Take another query "go_memstats_gc_sys_bytes"
as an example. Since both CoreDNS and Prometheus are written in Golang, "go_memstats_gc_sys_bytes"
metric is available for both "coredns"
job and "prometheus"
job:
Note: This cell may error out the first time you run it. Run it again and it will pass .
In [14]:
dataset = tfio.experimental.IODataset.from_prometheus(
"go_memstats_gc_sys_bytes", 5, endpoint="http://localhost:9090")
print("Time Series CoreDNS/Prometheus Comparision:")
for (time, value) in dataset:
# time is milli second, convert to data time:
time = datetime.fromtimestamp(time // 1000)
print("{}: {}/{}".format(
time,
value['coredns']['localhost:9153']['go_memstats_gc_sys_bytes'],
value['prometheus']['localhost:9090']['go_memstats_gc_sys_bytes']))
The created Dataset
is ready to be passed to tf.keras
directly for either training or inference purposes now.
In [0]:
n_steps, n_features = 2, 1
simple_lstm_model = tf.keras.models.Sequential([
tf.keras.layers.LSTM(8, input_shape=(n_steps, n_features)),
tf.keras.layers.Dense(1)
])
simple_lstm_model.compile(optimizer='adam', loss='mae')
The dataset to be used is the value of 'go_memstats_sys_bytes' for CoreDNS with 10 samples. However, since a sliding window of window=n_steps
and shift=1
are formed, additional samples are needed (for any two consecute elements, the first is taken as x
and the second is taken as y
for training).
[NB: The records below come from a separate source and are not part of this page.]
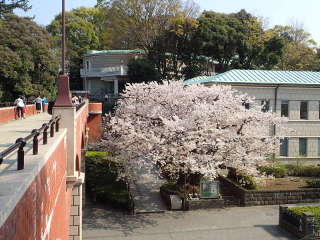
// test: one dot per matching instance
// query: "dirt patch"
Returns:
(286, 183)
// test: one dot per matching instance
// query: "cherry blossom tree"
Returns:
(190, 129)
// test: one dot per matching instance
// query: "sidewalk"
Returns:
(237, 223)
(10, 132)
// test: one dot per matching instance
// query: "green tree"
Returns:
(138, 23)
(83, 30)
(300, 50)
(7, 6)
(238, 40)
(27, 64)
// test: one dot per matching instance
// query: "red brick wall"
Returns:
(43, 211)
(95, 127)
(9, 113)
(95, 122)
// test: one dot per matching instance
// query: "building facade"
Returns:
(104, 72)
(292, 94)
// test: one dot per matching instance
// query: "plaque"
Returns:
(209, 189)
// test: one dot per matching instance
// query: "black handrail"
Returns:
(53, 124)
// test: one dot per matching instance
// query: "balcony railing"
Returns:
(53, 125)
(104, 72)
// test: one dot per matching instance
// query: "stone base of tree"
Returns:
(256, 197)
(201, 203)
(302, 228)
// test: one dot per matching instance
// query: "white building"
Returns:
(293, 94)
(105, 71)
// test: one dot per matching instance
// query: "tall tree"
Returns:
(84, 32)
(7, 6)
(27, 64)
(300, 50)
(190, 129)
(238, 41)
(139, 22)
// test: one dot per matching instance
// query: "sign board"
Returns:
(209, 189)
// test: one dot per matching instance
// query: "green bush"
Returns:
(313, 182)
(303, 171)
(278, 172)
(102, 180)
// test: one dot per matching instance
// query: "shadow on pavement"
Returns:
(276, 231)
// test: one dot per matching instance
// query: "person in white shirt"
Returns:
(20, 107)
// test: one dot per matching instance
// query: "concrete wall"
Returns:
(309, 128)
(34, 202)
(9, 113)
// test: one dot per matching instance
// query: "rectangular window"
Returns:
(303, 110)
(302, 147)
(284, 147)
(265, 105)
(284, 108)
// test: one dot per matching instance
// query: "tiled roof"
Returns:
(260, 77)
(95, 52)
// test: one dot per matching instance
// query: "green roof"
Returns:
(264, 77)
(114, 51)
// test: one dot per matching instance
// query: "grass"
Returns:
(102, 180)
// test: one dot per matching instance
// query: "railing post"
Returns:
(22, 142)
(57, 125)
(52, 129)
(45, 133)
(35, 141)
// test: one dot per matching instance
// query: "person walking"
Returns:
(44, 101)
(20, 107)
(38, 102)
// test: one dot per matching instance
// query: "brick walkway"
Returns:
(9, 132)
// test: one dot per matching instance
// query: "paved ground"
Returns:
(146, 191)
(251, 223)
(9, 132)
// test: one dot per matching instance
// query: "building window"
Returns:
(284, 108)
(265, 105)
(303, 110)
(284, 147)
(302, 147)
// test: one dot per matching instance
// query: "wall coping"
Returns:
(14, 184)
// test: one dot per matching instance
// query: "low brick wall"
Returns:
(256, 198)
(192, 204)
(300, 228)
(9, 113)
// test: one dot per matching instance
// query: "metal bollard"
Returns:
(35, 141)
(22, 142)
(45, 134)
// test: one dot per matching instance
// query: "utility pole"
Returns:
(63, 40)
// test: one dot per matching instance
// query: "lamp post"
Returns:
(64, 96)
(63, 40)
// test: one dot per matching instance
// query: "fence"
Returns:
(20, 143)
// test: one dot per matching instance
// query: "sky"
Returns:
(281, 12)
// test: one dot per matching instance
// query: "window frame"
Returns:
(305, 147)
(284, 102)
(304, 115)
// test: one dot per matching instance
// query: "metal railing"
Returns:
(52, 126)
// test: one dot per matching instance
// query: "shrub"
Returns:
(313, 182)
(102, 180)
(303, 171)
(278, 172)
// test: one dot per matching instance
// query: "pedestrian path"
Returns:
(11, 131)
(146, 192)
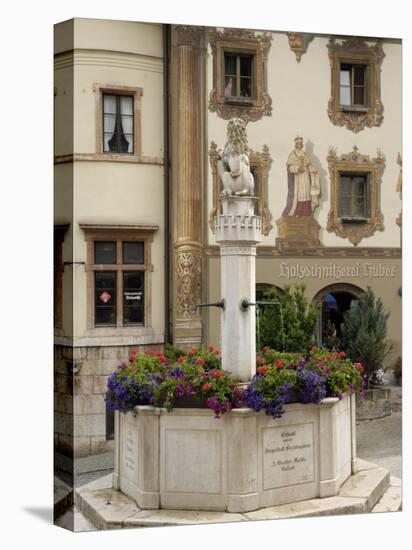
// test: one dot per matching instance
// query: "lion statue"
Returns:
(233, 166)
The total is 10 + n_steps - 1 + 1 = 12
seconds.
The data value is also scaled to [0, 1]
.
In [16]:
n_samples = 10
dataset = tfio.experimental.IODataset.from_prometheus(
"go_memstats_sys_bytes", n_samples + n_steps - 1 + 1, endpoint="http://localhost:9090")
# take go_memstats_gc_sys_bytes from coredns job
dataset = dataset.map(lambda _, v: v['coredns']['localhost:9153']['go_memstats_sys_bytes'])
# find the max value and scale the value to [0, 1]
v_max = dataset.reduce(tf.constant(0.0, tf.float64), tf.math.maximum)
dataset = dataset.map(lambda v: (v / v_max))
# expand the dimension by 1 to fit n_features=1
dataset = dataset.map(lambda v: tf.expand_dims(v, -1))
# take a sliding window
dataset = dataset.window(n_steps, shift=1, drop_remainder=True)
dataset = dataset.flat_map(lambda d: d.batch(n_steps))
# the first value is x and the next value is y, only take 10 samples
x = dataset.take(n_samples)
y = dataset.skip(1).take(n_samples)
dataset = tf.data.Dataset.zip((x, y))
# pass the final dataset to model.fit for training
simple_lstm_model.fit(dataset.batch(1).repeat(10), epochs=5, steps_per_epoch=10)
Out[16]:
The trained model above is not very useful in reality, as the CoreDNS server that has been setup in this tutorial does not have any workload. However, this is a working pipeline that could be used to load metrics from true production servers. The model could then be improved to solve the real-world problem of devops automation.